We also broke the news of the first of a number of planned sequels, so I have been communicating with Heather with the view that next time she is home, everyone should have a chance to meet and hear her.
When Cilka's Journey was launched, Heather was pleased to be able to include Te Awamutu on her launch tour in New Zealand and her team made sure it could happen.
The Tattooist of Auschwitz is an historic novel which has topped sales around the world since its release last year - including 20 weeks atop the New York Times bestseller list.
It has been translated into about 50 languages and well over two million copies have been sold into about 50 countries - and counting.
Recently it re-entered the New York Times bestselling list.
Heather grew up in Pirongia with her parents Jock and Joyce Williamson and four brothers.
She attended Pirongia School and Te Awamutu College, worked in town for a couple of years and at 18 headed across the Tasman.
Heather met her future husband, Aussie Steve Morris, and for a while they moved to Christchurch where they had family.
Steve worked in IT and was headhunted back to Australia in 1987, where they have lived since. Heather worked in social services within the medical profession - mostly at Melbourne's Monash Medical Centre.
The couple have three children.
She has always been a keen reader, and a movie lover, but nothing prepared her for the journey of more than a dozen years that led her to international fame.
It started in 2003 over coffee with a friend, who said "My friend Gary, whose mother has just died, asked me to find someone his father can tell a story to."
The only criteria was it had to be a non-Jew.
Heather says she was immediately interested.
"I'd had been doing some writing and preferred reading stories based on real people, so I said yes," she says.
A week later Heather was at the home of Lale Sokolov - the tattooist of Auschwitz.
She says he was an elderly gentleman, still grief-stricken over the death of his wife Gita who he had met in the prison camp.
They had been married 60 years.
It was his story of love and survival that formed the basis of the historic novel she was about to write - albeit that it did not hit the shelves until 15 years later.
Heather would go to Lale's home regularly over the next three years and listen to his stories.
The two formed a bond, they met each other's families and sometimes socialised.
They remained close friends until Lale's death in 2006 - and as she came to grips with her grief, Heather began to write.
Her Australian publishers wanted a ghost writer, but she refused so they said they would give her a chance.
Heather locked herself away, wrote a book and sent in the manuscript. Their reply was "Yeah. So you don't know what you are doing, do you?"
Heather started again, took some advice and eventually came up with her novel.
The story told in The Tattooist of Auschwitz describes how the camp guards gave Sokolov, a Slovakian Jew fluent in five languages, the horrific job of tattooing numbers on the arm of every person who arrived at Auschwitz.
His ability to communicate made the long lines of doomed prisoners move more quickly. One day he tattooed a beautiful young woman, Gita.
The two fell in love and somehow managed to survive the horrors of Auschwitz until its liberation in 1945.
Even then they were parted, and it was only determination on Lale's part that brought them back together.
When I spoke to Heather in April she said the information she had from Lale gave her enough material to research and write seven or eight historic novels.
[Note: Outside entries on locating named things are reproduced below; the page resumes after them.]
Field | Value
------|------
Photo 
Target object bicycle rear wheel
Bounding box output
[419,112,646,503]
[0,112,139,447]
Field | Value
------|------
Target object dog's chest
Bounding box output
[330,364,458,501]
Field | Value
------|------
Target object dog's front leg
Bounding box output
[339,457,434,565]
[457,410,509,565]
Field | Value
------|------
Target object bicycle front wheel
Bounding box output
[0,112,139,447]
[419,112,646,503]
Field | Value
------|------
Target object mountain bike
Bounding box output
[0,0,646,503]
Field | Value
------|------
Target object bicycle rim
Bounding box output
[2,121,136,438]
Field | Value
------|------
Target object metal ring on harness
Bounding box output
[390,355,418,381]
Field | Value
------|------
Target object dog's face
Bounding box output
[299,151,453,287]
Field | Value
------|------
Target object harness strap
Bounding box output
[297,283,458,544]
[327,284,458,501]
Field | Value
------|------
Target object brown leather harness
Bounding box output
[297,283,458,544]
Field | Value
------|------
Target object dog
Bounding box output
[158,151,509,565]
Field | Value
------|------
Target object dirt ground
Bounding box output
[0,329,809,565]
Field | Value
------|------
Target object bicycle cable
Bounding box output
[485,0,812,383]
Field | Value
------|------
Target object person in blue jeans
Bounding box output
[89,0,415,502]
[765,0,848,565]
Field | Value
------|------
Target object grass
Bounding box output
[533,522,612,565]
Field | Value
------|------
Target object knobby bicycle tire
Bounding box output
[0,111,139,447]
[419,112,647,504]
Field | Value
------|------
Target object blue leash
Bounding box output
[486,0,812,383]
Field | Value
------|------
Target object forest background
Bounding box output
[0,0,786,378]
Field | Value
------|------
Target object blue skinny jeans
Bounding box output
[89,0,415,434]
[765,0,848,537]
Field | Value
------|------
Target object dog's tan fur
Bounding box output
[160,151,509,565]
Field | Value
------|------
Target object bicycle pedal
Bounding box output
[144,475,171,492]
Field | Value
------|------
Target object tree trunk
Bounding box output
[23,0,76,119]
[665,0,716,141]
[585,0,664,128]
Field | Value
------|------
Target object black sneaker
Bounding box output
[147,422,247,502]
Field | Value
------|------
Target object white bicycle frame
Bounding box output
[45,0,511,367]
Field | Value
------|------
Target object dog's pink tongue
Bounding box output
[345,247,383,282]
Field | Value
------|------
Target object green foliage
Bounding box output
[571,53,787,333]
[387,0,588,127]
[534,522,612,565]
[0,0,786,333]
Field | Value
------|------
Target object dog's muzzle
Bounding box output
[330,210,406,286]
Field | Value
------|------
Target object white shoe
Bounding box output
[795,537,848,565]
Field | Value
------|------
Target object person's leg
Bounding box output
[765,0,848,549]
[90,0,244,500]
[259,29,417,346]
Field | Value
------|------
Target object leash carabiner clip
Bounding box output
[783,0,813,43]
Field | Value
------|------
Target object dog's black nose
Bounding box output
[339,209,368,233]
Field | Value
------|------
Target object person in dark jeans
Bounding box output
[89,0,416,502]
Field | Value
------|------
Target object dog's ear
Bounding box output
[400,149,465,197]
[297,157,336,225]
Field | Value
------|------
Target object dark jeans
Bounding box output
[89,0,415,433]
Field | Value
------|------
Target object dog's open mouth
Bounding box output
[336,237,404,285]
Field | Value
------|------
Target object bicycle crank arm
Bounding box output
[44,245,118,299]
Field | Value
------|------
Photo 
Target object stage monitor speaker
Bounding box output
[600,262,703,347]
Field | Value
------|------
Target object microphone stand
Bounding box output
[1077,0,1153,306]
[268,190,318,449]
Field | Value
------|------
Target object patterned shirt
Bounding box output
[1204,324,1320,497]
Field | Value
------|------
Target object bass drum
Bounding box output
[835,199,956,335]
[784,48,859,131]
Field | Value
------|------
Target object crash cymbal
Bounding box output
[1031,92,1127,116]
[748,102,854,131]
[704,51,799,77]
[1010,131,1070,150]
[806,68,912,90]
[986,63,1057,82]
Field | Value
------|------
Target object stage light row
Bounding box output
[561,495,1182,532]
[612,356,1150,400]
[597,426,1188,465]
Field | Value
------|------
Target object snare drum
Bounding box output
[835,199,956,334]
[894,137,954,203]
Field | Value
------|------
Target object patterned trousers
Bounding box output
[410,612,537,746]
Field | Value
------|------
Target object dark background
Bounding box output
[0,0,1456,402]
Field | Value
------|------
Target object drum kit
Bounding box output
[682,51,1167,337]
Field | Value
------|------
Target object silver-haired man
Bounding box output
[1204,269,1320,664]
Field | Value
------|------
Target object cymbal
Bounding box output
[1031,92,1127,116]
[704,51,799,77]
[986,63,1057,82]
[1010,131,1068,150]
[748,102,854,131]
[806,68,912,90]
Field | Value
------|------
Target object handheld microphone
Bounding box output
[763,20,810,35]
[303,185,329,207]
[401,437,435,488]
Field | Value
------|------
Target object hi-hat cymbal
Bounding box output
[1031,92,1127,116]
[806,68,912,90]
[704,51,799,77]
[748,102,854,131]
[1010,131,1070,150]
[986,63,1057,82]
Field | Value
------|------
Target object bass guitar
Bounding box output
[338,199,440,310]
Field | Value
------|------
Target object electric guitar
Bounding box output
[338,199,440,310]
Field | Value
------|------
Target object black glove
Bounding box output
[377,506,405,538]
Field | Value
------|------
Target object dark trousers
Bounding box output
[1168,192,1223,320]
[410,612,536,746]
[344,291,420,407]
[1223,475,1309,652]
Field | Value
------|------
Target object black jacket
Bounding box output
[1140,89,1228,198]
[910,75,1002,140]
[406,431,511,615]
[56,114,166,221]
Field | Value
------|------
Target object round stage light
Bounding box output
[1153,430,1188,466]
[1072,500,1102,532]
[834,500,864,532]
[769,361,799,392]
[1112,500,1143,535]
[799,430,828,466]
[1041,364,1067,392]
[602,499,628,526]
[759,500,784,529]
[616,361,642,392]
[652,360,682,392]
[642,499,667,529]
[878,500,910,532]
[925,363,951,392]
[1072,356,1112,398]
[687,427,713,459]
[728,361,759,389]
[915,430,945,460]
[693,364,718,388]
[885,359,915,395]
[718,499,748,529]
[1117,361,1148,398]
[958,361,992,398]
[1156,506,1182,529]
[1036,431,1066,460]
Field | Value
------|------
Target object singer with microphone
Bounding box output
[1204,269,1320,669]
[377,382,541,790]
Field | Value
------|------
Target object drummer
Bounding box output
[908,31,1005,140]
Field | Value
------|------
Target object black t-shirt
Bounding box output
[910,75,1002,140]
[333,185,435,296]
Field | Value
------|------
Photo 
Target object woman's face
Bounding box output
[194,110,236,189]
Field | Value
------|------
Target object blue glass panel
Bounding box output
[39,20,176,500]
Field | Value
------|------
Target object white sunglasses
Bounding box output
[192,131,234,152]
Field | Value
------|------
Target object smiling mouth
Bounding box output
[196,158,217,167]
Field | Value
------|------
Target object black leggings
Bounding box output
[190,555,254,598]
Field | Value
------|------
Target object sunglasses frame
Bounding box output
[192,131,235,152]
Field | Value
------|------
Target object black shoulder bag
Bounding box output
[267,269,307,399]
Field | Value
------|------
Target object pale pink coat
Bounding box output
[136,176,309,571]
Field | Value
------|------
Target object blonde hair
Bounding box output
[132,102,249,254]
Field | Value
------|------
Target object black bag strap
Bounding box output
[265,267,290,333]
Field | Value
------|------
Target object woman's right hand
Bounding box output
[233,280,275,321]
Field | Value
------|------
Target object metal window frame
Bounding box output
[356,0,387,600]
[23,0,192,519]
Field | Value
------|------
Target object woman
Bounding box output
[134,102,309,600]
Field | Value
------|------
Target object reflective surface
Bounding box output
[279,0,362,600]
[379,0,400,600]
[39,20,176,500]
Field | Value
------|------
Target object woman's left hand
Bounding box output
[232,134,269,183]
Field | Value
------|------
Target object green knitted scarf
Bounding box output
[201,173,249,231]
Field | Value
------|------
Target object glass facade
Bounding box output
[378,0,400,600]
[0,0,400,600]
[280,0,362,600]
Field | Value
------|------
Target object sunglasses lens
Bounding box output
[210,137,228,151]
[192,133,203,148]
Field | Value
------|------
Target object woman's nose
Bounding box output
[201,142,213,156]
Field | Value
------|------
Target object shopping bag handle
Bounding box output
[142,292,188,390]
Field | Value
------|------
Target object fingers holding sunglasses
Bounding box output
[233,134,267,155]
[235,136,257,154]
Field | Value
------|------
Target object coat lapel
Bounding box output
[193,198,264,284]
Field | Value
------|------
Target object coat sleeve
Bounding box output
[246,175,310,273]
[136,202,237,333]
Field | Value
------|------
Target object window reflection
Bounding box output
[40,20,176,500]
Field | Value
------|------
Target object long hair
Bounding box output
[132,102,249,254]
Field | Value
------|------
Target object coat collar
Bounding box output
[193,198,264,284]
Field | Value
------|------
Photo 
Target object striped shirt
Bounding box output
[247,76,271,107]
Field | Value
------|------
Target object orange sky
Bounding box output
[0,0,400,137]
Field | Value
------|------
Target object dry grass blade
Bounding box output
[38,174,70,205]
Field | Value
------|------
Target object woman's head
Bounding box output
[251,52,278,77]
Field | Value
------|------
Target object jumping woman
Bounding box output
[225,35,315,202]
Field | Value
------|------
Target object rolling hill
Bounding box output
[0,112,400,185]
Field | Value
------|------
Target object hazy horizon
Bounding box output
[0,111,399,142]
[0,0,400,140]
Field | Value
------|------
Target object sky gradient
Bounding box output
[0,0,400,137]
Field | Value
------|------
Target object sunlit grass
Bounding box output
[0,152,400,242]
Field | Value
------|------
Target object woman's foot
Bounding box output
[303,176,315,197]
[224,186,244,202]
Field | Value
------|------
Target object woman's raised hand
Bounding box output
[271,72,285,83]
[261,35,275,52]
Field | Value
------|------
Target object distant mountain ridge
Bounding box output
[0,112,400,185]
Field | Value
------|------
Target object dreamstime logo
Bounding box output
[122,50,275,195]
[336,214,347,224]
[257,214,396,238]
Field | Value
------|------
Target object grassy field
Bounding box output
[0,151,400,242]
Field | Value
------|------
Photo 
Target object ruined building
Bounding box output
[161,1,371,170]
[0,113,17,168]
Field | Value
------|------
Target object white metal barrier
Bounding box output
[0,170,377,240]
The first is Cilka's Journey - the story of Gita's friend who featured strongly in The Tattooist.
Readers were introduced to Cilka Klein in The Tattooist. She was Gita's sixteen-year-old friend and she saved Lale's life.
Lale called her 'the bravest person he ever knew'.
After liberation, the Soviets charged Cilka as a collaborator for sleeping with the enemy and sentenced her to 15 years hard labour.
Based on extensive research, Cilka's Journey imagines and recreates the story of this remarkable woman as she travels from Auschwitz-Birkenau to a Soviet gulag, and, finally, to freedom, in a novel of survival, hope, and love.
Cilka's Journey bears witness to the atrocities and violence women endure during wartime.
It's also a reminder that, even during the darkest of times, the power of the human spirit to overcome hate and injustice remains strong.
MEET HEATHER MORRIS
The public event is on Monday, December 2 from 6pm at the Te Awamutu RSA Club and the club and Waipā District Council welcome the public. Children and young adults can attend the event with a parent or supervisor.
Paper Plus Te Awamutu will have The Tattooist of Auschwitz and Cilka's Journey available for sale, and there will be an opportunity to get books signed following the address by Heather.
Cilka's Journey is at the special price of $29.99 and The Tattooist of Auschwitz is $32.99. Cash or credit card is preferred - the club's cash out eftpos facilities will be available.